Biaya implementasi dan logistik bagi pelaksanaan Redenominasi juga menjadi hal yang penting. Pemerintah dan BI sudah tentu telah memasukan hal-hal ini dalam rencana mereka. Penerbitan uang baru, penyesuaian sistem IT, pelatihan pegawai bank dan toko, sosialisasi ke daerah terpencil, semuanya membutuhkan biaya dan waktu.
Selain itu, kondisi ekonomi nasional juga harus siap, untuk meluncurkan program Redenominasi. Jika ekonomi atau kondisi makro ekonomi tidak stabil (inflasi tinggi, krisis ekonomi, atau politik tak stabil), maka redenominasi bisa menjadi bumerang.
Bila Redenominasi terlaksana dengan baik, sistem keuangan Indonesia bisa lebih bersih dan efisien, membantu digitalisasi ekonomi dan mempermudah integrasi ke pasar global. Namun bila terlaksana tanpa persiapan matang, bisa muncul ketidakpastian, kekeliruan pencatatan, keluhan masyarakat, dan potensi reputasi negatif.
Kebijakan Redenominasi ini juga harus dilihat sebagai bagian dari kerangka ekonomi yang lebih luas terkait pengendalian inflasi, stabilitas makro, peningkatan literasi keuangan, dan infrastruktur ekonomi digital. Sehingga benar-benar bisa diterima dan didukung oleh seluruh lapisan masyarakat.
Dimensi...
Rencana redenominasi rupiah adalah langkah besar yang membawa dua dimensi, teknis dan simbolis. Dari sisi teknis, memperkecil jumlah nol pada rupiah bisa membuat administrasi keuangan, pelaporan, dan transaksi menjadi lebih rasional. Hal ini sangat relevan di era ekonomi digital dan skala transaksi yang makin besar.

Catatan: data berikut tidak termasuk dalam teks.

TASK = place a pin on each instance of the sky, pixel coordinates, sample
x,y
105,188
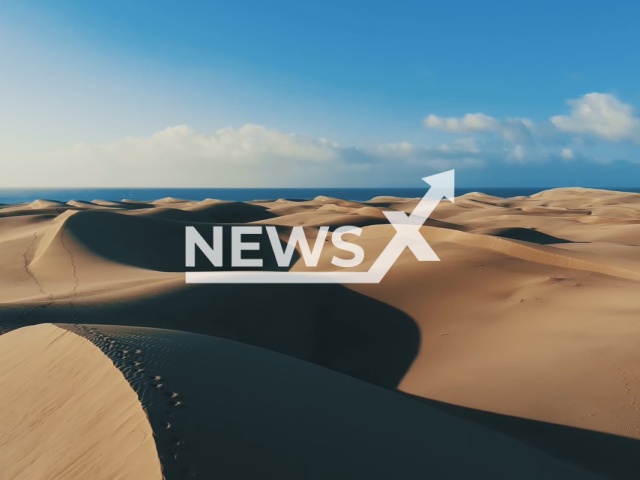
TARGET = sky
x,y
346,93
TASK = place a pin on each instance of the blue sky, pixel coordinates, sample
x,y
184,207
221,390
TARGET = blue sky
x,y
334,93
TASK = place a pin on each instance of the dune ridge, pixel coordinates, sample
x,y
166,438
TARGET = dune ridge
x,y
531,313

Dari sisi simbolis, perjalanan negara dalam menghadapi ekonomi global bisa terwakili lewat satuan uang yang “bersih” dan tidak dibebani banyak nol.
Namun sekali lagi, langkah Redenominasi ini tidak bisa dijalankan secara gegabah. Pengalaman sebelumnya di rencana tahun 2012, menunjukkan banyak pihak yang meragukan kesiapan masyarakat dan sistem jika tidak dilakukan dengan tepat.
Persoalan literasi keuangan, kesiapan teknologi, kesiapan percetakan uang dan distribusi hingga pelosok, hingga persepsi publik, semua harus ditangani dengan teliti. Waktu target yang disebut sekarang (selesai RUU 2027) memberi ruang bagi pemerintah untuk menyiapkan segala hal.
Tetapi waktu pula yang bisa menjadi musuh jika terlalu lama tanpa kepastian. Wacana Redenominasi yang berkepanjangan bisa menimbulkan kebingungan masyarakat atau spekulasi yang tidak sehat di pasar. Maka penting agar sosialisasi dilakukan secara transparan mengenai redenominasi, bagaimana prosedurnya, dan kapan akan dilaksanakan.
Secara keseluruhan, redenominasi rupiah bisa menjadi momentum untuk melakukan ’reset’ menuju sistem moneter yang lebih modern di Indonesia. Tetapi keberhasilannya sangat tergantung pada perencanaan, pelaksanaan, koordinasi antarlembaga, dan kesiapan masyarakat luas.